Porcupine Programmer: db

Showing posts with label db. Show all posts

Saturday, January 25, 2014

Offline mode in Android apps, part 3 - old db schemas

The first post in this series explained the first consequence on implementing the offline mode - performing the data migrations. In second part I showed a workaround for the rudimentary SQLite's ALTER TABLE syntax. If you have checked the link to MigrationHelper class I mentioned, you migth have noticed that it's just a tiny part of a larger library, which allows you to define database schemas. Note the plural "schemas": the whole point of this library is defining both current schema and the schemas for the older versions of your app. This post explains why do you have to do this.

Let's say in the first version you have the following data structure:

public static class User {
  public long id;
  public String firstName;
  public String lastName;
  public String email;
}

And the table definition for this table in your SQLiteOpenHelper looks like this:

private static final String CREATE_TABLE_USERS = "CREATE TABLE " +
    TABLE_USERS +
    " ( " +
    ID + " INTEGER PRIMARY KEY AUTOINCREMENT " + ", " +
    FIRST_NAME + " TEXT " + ", " +
    LAST_NAME + " TEXT " + ", " +
    EMAIL + " TEXT " +
    " ) ";

In the next version you decide to keep only the first name in a single field, so you change your data structure accordingly and perform the data migration. In the snippet below I used the MigrationHelper, but you might have as well performed the migration by hand:

private static final String CREATE_TABLE_USERS = "CREATE TABLE " +
    TABLE_USERS +
    " ( " +
    ID + " INTEGER PRIMARY KEY AUTOINCREMENT " + ", " +
    NAME + " TEXT " + ", " +
    EMAIL + " TEXT " +
    " ) ";

@Override
public void onUpgrade(SQLiteDatabase db, int oldVersion, int newVersion) {
  MigrationsHelper helper = new MigrationsHelper();
  if (oldVersion < 2) {
    helper.performMigrations(db, 
        TableMigration.of(TABLE_USERS)
            .to(CREATE_TABLE_USERS)
            .withMapping(NAME, FIRST_NAME)
            .build()
    );
  }
}

Then you decide that the email field should be mandatory, so you change the schema and migrate the data again:

private static final String CREATE_TABLE_USERS = "CREATE TABLE " +
    TABLE_USERS +
    " ( " +
    ID + " INTEGER PRIMARY KEY AUTOINCREMENT " + ", " +
    NAME + " TEXT " + ", " +
    EMAIL + " TEXT NOT NULL" +
    " ) ";

@Override
public void onUpgrade(SQLiteDatabase db, int oldVersion, int newVersion) {
  MigrationsHelper helper = new MigrationsHelper();
  if (oldVersion < 2) {
    helper.performMigrations(db,
        TableMigration.of(TABLE_USERS)
            .to(CREATE_TABLE_USERS)
            .withMapping(NAME, FIRST_NAME)
            .build()
    );
  }
  if (oldVersion < 3) {
    db.execSQL("DELETE FROM " + TABLE_USERS + " WHERE " + EMAIL + " IS NULL");
    helper.performMigrations(db,
        TableMigration.of(TABLE_USERS)
            .to(CREATE_TABLE_USERS)
            .build()
    );
  }
}

The code looks fine, but you have just broken migrations from v1 to v3. If there is an user with a null email field, the app will crash in line 13 above. But why, shouldn't the email field in v2 schema be nullable? It should, but this migration uses the constant containing the latest schema definition with different column constraint.

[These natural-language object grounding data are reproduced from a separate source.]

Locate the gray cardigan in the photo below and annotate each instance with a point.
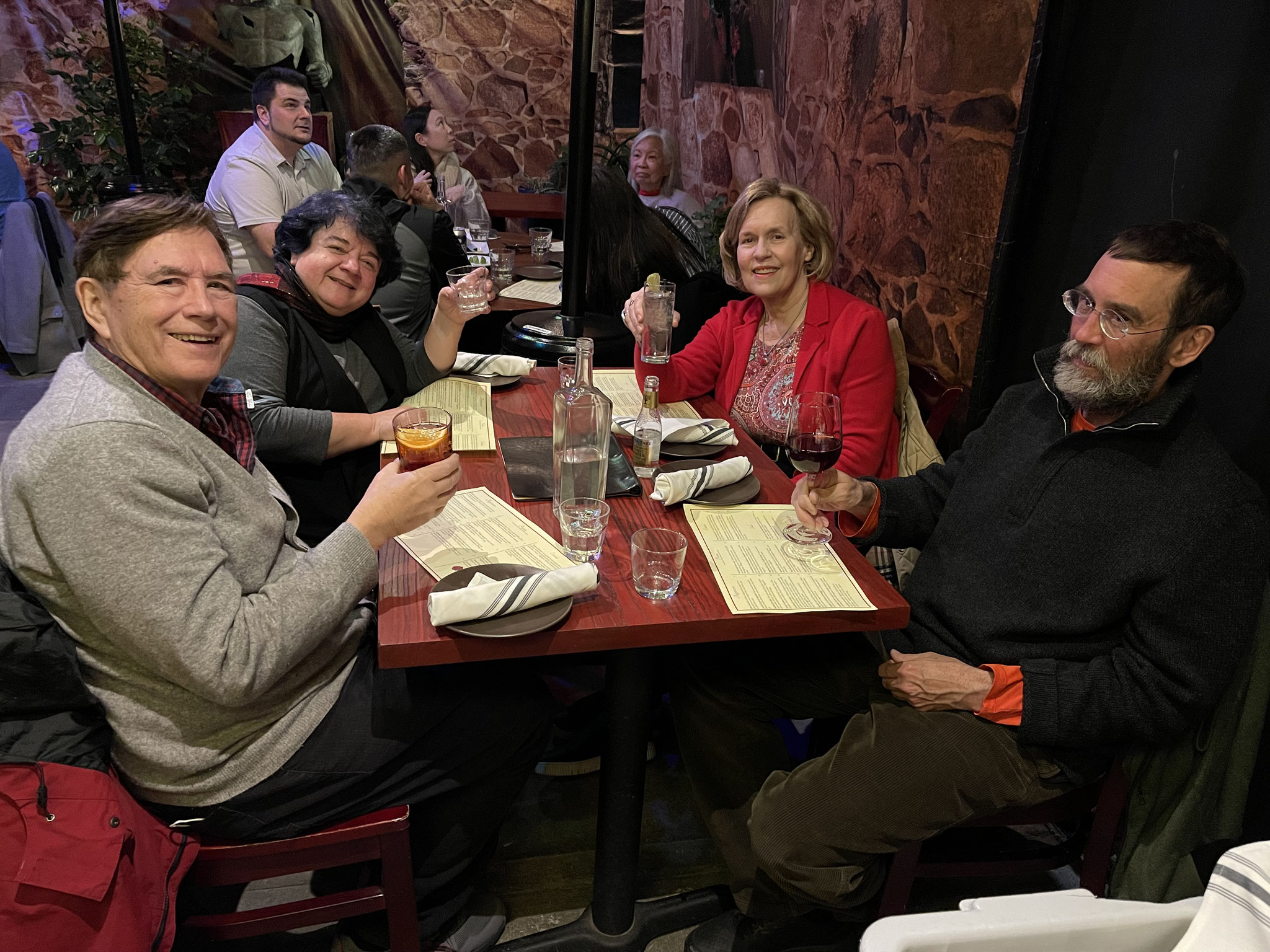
(214, 638)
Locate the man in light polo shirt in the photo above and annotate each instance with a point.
(271, 169)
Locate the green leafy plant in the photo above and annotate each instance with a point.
(710, 223)
(86, 150)
(610, 150)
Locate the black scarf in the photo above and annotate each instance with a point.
(329, 328)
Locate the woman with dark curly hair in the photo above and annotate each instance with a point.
(324, 372)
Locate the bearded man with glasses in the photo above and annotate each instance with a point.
(1093, 565)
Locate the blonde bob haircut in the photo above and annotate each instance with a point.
(813, 227)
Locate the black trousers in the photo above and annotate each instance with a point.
(456, 743)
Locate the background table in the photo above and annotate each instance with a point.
(616, 620)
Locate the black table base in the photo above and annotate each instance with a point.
(615, 920)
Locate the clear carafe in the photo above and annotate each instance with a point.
(580, 416)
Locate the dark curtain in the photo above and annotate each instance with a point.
(365, 51)
(1140, 111)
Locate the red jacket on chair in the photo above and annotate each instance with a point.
(845, 351)
(83, 866)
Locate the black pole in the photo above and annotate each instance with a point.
(123, 89)
(582, 144)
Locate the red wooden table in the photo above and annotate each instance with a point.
(616, 620)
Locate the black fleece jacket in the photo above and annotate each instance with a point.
(1122, 568)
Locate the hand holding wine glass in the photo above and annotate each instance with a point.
(814, 443)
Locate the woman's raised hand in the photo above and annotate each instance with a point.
(633, 315)
(447, 301)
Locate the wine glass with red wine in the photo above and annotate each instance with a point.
(814, 443)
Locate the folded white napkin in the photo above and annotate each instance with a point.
(486, 598)
(677, 431)
(493, 364)
(673, 488)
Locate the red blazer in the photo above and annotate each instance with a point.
(845, 351)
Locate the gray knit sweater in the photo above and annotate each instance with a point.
(214, 639)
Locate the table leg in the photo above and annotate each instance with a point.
(615, 922)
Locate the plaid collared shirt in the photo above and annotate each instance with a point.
(223, 418)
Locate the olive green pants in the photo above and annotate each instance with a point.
(818, 835)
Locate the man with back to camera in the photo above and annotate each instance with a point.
(236, 664)
(379, 169)
(269, 170)
(1093, 565)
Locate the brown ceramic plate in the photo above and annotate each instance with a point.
(735, 494)
(539, 272)
(495, 381)
(691, 451)
(527, 622)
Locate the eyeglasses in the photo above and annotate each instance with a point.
(1114, 325)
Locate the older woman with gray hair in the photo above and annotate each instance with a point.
(324, 369)
(654, 172)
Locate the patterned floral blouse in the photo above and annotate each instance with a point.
(762, 404)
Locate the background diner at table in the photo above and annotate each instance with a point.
(327, 371)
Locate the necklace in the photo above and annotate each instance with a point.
(765, 353)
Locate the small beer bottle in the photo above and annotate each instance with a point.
(648, 432)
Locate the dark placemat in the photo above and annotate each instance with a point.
(528, 469)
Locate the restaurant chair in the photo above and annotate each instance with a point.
(1098, 809)
(381, 835)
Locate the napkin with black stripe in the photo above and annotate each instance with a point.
(493, 364)
(671, 488)
(718, 433)
(484, 598)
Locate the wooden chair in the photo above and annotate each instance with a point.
(1096, 806)
(381, 835)
(934, 397)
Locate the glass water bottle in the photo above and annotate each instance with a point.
(580, 416)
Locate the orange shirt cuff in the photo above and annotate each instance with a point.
(854, 528)
(1005, 701)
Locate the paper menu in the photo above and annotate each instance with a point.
(479, 528)
(628, 397)
(750, 560)
(470, 407)
(546, 293)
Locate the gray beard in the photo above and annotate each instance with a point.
(1112, 391)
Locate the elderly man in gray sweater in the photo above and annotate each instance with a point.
(235, 663)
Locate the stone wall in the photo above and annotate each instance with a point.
(500, 71)
(904, 128)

The worst thing about this kind of bugs is that it might slip through your tests, because the crash happens only if you have a specific data before the application update.

You migth be tempted to define separate migrations from every old version to the latest one (in our case migrations from v1 to v3 and from v2 to v3) and always execute only single migration, but this workaround doesn't scale. For each new migration you'd have to check and potentially update every existing migration. When you publish the app twice a month, this quickly becomes a huge problem.

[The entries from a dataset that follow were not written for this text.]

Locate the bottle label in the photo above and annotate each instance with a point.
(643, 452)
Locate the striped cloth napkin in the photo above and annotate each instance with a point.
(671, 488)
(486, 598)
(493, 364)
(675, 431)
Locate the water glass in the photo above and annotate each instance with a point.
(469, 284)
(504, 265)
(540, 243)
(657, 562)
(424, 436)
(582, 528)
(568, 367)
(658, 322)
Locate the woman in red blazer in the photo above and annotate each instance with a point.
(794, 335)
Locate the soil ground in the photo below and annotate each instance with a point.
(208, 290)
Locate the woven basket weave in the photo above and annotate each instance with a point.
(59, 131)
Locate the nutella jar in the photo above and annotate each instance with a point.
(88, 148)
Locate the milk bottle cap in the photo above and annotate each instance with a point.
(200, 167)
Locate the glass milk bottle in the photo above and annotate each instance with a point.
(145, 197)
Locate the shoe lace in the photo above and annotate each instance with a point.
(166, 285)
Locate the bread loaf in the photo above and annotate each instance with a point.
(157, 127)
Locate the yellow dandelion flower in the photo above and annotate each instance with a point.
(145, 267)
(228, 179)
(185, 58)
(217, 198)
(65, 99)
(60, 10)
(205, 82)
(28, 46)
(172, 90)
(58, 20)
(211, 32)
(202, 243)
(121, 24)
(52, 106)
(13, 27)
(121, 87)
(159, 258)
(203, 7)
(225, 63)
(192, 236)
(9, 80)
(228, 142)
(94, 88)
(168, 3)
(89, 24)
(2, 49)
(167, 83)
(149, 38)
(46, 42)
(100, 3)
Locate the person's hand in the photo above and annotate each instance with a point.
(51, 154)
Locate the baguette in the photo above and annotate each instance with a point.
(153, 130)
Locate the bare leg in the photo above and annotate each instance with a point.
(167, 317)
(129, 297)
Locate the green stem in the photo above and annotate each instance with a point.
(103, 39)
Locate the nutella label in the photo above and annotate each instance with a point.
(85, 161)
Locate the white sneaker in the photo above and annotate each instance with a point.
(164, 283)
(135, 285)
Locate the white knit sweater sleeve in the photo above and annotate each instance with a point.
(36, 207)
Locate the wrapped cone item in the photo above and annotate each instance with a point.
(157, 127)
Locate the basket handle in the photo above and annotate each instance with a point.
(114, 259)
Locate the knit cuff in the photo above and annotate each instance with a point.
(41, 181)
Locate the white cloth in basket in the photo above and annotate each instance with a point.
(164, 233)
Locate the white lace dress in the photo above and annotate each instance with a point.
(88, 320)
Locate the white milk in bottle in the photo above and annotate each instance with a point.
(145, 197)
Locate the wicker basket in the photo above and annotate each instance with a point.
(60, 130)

The other solution is to make every migration completely independent from the others, and execute them sequentially. This way, when you define a new migration, you don't have to worry about the previous ones. This means that when you upgrade from v1 to v3, you first upgrade from v1 to v2 and then from v2 to v2 and after the first step the database should be in the same state it were, when the v2 was the latest version. In other words, you have to keep an old database schemas.

As usual there are multiple ways to do this. You can copy the schema definition to another constant and append "ver#" suffix, but it means there will be a lot of duplicated code (although this code should never, ever change, so it's not as bad as the regular case of copypaste). The other way is to keep the initial database state and all the schema updates. The issue here is that you don't have a place in your code with current schema definition. The opposite solution is to keep the current schema and the list of downgrades. Sounds counterintuitive? Don't worry, that's because it *is* counterintuitive.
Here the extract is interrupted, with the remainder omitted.